14. What is the Address Resolution Protocol? How does it work?
Generally, computer applications use IP (Internet Protocol)addresses or logical addresses to transmit and receive messages. But the actual communication between two applications or systems takes place through physical or MAC (Media Access Control) addresses. Therefore, a protocol is needed to map the logical address to a physical address and get the endpoint MAC address. This protocol which translates IP addresses to MAC addresses is known as Address Resolution Protocol or ARP.
How ARP works:
Every computer in a Local Network Network(LAN) has an associated IP address for unique identification and communication.

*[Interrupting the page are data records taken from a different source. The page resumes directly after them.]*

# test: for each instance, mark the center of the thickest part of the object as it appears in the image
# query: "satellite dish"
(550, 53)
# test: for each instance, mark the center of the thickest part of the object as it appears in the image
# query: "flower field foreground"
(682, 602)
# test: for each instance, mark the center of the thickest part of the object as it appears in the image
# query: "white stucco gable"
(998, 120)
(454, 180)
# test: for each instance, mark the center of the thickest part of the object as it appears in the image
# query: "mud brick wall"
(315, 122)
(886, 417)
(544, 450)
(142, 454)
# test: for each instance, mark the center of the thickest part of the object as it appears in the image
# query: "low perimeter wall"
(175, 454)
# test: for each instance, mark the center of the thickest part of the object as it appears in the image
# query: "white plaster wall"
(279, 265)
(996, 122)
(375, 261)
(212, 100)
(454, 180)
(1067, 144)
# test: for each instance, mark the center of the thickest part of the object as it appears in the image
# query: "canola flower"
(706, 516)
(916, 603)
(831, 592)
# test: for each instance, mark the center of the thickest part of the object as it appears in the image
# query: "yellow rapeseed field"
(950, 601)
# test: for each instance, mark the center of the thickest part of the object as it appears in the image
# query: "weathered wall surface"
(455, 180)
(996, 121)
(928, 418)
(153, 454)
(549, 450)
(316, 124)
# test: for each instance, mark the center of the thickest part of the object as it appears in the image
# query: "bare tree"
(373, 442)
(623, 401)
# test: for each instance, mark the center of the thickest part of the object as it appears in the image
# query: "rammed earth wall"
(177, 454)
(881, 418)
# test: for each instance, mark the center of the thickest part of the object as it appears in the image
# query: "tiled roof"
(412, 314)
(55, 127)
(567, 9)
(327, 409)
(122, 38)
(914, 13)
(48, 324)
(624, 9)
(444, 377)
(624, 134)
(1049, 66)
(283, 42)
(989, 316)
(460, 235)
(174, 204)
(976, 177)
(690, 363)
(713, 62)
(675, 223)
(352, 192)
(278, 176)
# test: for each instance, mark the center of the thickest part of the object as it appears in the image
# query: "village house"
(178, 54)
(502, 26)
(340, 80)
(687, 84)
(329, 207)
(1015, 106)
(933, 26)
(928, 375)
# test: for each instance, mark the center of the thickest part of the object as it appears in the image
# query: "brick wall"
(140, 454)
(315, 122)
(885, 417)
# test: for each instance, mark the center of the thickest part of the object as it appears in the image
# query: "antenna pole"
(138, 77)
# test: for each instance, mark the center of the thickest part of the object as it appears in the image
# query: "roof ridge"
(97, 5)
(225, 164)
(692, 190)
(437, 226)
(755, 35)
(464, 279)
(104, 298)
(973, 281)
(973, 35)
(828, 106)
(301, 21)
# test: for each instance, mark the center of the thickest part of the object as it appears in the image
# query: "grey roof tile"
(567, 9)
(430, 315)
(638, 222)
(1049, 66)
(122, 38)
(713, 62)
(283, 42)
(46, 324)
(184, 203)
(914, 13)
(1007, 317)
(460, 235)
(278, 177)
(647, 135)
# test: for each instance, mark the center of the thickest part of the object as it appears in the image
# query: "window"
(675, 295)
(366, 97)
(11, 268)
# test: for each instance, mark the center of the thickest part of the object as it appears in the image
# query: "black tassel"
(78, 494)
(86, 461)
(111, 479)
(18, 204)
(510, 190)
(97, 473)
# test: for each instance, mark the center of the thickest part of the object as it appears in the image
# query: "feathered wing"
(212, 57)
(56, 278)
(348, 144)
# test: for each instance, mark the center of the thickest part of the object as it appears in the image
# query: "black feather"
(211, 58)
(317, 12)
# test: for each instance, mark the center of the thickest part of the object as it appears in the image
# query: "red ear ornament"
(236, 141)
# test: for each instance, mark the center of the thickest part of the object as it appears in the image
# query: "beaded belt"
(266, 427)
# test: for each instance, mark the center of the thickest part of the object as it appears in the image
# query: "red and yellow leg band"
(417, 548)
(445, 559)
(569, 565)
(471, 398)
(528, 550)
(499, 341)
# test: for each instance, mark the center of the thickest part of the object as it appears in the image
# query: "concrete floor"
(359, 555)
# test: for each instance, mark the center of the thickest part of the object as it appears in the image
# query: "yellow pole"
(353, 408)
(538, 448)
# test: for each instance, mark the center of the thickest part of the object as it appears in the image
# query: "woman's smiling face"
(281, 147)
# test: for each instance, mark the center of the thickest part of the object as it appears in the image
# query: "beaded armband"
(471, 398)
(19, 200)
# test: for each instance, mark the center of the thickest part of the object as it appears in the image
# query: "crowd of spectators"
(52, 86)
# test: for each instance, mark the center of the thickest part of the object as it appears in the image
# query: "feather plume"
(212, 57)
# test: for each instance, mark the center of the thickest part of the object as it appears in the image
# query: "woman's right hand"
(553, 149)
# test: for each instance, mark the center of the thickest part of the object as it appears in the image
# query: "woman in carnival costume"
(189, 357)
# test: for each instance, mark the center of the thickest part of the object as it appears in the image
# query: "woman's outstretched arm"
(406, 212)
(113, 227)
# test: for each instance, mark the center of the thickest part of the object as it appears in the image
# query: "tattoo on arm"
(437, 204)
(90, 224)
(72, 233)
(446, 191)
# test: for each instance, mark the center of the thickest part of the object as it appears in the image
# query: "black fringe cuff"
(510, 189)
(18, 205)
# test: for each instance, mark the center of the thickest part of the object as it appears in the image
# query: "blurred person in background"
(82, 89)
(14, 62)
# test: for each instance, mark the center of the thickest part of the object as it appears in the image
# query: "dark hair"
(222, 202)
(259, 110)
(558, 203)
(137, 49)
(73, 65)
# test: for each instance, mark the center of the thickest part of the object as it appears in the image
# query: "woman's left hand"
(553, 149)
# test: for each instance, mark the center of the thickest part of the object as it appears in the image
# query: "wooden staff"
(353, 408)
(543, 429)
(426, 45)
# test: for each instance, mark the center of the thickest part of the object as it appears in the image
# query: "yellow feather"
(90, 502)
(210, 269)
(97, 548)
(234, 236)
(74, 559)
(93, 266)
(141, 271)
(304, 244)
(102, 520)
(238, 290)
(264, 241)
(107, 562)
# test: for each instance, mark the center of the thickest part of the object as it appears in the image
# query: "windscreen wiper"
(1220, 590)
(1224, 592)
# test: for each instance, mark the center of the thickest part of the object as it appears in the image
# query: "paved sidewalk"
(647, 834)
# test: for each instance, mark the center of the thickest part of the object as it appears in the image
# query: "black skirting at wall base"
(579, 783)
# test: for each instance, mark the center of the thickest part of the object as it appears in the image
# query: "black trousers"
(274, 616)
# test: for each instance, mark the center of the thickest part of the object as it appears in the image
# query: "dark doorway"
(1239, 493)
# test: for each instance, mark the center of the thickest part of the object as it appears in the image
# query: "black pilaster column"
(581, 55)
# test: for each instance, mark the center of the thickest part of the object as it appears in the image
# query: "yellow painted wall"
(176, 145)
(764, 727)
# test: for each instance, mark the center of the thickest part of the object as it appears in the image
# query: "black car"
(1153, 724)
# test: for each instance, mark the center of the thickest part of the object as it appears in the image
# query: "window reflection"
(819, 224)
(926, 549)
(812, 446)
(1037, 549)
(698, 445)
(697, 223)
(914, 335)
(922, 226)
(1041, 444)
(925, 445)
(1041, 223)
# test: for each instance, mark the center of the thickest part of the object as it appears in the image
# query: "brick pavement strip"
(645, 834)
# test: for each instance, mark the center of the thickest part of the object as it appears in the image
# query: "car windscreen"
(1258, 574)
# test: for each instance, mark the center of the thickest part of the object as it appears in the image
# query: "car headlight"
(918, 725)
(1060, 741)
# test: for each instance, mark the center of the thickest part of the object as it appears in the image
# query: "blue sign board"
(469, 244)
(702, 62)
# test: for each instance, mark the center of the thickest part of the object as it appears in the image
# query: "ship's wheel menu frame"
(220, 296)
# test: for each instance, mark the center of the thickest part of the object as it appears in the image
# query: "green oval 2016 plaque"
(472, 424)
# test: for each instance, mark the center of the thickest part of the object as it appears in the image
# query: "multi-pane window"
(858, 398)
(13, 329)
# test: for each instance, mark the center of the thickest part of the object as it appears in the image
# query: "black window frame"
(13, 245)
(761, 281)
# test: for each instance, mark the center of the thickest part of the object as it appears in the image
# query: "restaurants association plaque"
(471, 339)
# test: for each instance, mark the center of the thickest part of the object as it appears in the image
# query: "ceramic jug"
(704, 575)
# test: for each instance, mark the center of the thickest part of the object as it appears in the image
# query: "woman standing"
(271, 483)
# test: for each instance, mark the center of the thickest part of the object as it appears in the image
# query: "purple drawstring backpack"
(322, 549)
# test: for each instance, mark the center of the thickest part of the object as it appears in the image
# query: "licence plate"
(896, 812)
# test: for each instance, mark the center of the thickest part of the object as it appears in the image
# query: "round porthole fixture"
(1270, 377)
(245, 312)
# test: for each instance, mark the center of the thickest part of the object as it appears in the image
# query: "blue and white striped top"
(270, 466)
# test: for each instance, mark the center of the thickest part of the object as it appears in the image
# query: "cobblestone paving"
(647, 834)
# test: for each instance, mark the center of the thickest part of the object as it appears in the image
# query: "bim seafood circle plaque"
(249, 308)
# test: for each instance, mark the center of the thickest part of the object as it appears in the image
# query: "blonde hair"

If a system or a device wants to communicate with another system over the internet, then it broadcasts an ARP request packet to all the machines in its network.
The devices in the network remove the header from this data packet and transfer the packet to the network layer. This layer then validates the network ID of the packet with its destination IP’s network ID. If the two IDs are equal, then the source receives an ARO response enclosing the MAC address of the destination. Otherwise, the packet reaches the network gateway and is broadcasted to the rest of the machines it is connected with.
The above process continues until an ARP response is sent back with the destination MAC address.
15. What is a salted hash technique?
A salted hash is a transmission technique for passwords to make them stronger. This is done through a process called salting wherein the password is hashed with some special characters. This increases the password strength as it is now lengthy that too with a random set of characters making it difficult for hackers to crack it.
Cybersecurity covers a wide range of topics and you would want to cover as much as possible before facing the interviewer. This post on networking questions for interviews would have given you a good idea of what to expect during your interview. Additionally, do visit our post on ethical hacking to gain general information on cybersecurity.
Apart from going through the essential topics, be ready to demonstrate your passion for the role and practice a lot to perfect your responses.